Dynatrace has maintained its lead in the industry while rivals have fallen behind. As he told me, “Gartner Magic Quadrant and Forrester Wave report we are a leader in the industry. The companies that were leaders five years ago moved down and to the left.”

While rivals suffer from what I call cognitive lock-in, Dynatrace says it has “innovation DNA. We constantly look to reinvent and evolve as the market evolves. Our core market of observability is merging with log management — from companies like Splunk. We see the markets converging,” he explained.

By contrast, Dynatrace’s competitors protect their core business. “They are ahead for the first three quarters and they start playing defense because they’re leading. Why are you slowing down? They seem to have lost a vision of what they are trying to achieve and are not innovating in that direction,” he said.

A key Dynatrace advantage is its European R&D organization. “Our secret weapon is our 1,000 person R&D unit in Austria and central Europe. They are talented, loyal engineers focused on success.
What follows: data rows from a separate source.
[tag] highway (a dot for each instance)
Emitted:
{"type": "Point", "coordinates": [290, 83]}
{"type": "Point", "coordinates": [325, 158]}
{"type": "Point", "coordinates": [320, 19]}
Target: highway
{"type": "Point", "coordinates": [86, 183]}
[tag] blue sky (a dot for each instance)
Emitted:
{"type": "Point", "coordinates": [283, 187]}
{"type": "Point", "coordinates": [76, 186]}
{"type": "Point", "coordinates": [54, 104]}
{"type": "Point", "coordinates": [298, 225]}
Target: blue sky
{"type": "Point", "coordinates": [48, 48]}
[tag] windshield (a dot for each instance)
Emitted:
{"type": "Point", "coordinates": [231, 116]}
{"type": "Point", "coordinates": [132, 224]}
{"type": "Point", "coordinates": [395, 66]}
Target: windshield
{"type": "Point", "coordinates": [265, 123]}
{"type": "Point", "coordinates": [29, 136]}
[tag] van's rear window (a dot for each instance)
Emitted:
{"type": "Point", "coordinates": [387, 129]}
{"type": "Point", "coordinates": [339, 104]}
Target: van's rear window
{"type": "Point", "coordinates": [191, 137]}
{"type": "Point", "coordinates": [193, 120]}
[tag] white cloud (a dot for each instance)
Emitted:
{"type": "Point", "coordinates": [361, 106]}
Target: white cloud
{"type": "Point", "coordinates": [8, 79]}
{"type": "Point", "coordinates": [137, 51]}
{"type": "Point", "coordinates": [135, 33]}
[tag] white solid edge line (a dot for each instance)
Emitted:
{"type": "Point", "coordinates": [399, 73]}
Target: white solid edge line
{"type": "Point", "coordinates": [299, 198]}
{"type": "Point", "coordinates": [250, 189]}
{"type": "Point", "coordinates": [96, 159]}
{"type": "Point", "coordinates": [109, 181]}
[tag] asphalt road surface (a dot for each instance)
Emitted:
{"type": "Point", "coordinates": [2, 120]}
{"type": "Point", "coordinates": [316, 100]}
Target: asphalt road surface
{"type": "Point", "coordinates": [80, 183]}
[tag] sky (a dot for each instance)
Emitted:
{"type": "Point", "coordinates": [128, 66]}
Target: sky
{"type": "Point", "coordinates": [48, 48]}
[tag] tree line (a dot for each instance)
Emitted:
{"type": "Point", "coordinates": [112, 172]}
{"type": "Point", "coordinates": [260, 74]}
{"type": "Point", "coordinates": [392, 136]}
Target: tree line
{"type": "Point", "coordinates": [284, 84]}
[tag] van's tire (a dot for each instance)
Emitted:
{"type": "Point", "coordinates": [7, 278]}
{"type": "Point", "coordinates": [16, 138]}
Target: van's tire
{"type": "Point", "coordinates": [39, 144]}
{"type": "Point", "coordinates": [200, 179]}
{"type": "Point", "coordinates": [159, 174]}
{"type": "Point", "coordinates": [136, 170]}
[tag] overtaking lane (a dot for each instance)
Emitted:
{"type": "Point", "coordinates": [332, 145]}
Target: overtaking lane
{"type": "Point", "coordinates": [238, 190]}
Our founder and chief technology officer is a passionate innovator,” McConnell concluded.

What’s Next For Dynatrace Stock?

Given the value that Dynatrace provides for customers, its stock seems underappreciated. According to CNNBusiness, 24 analysts set the company’s median 12 month price target at $53.50 — about 8.8% above its current price.

If Dynatrace can keep providing customers with a significant return in investment — as measured by cost reduction and revenue enhancement — its stock price could go up much more.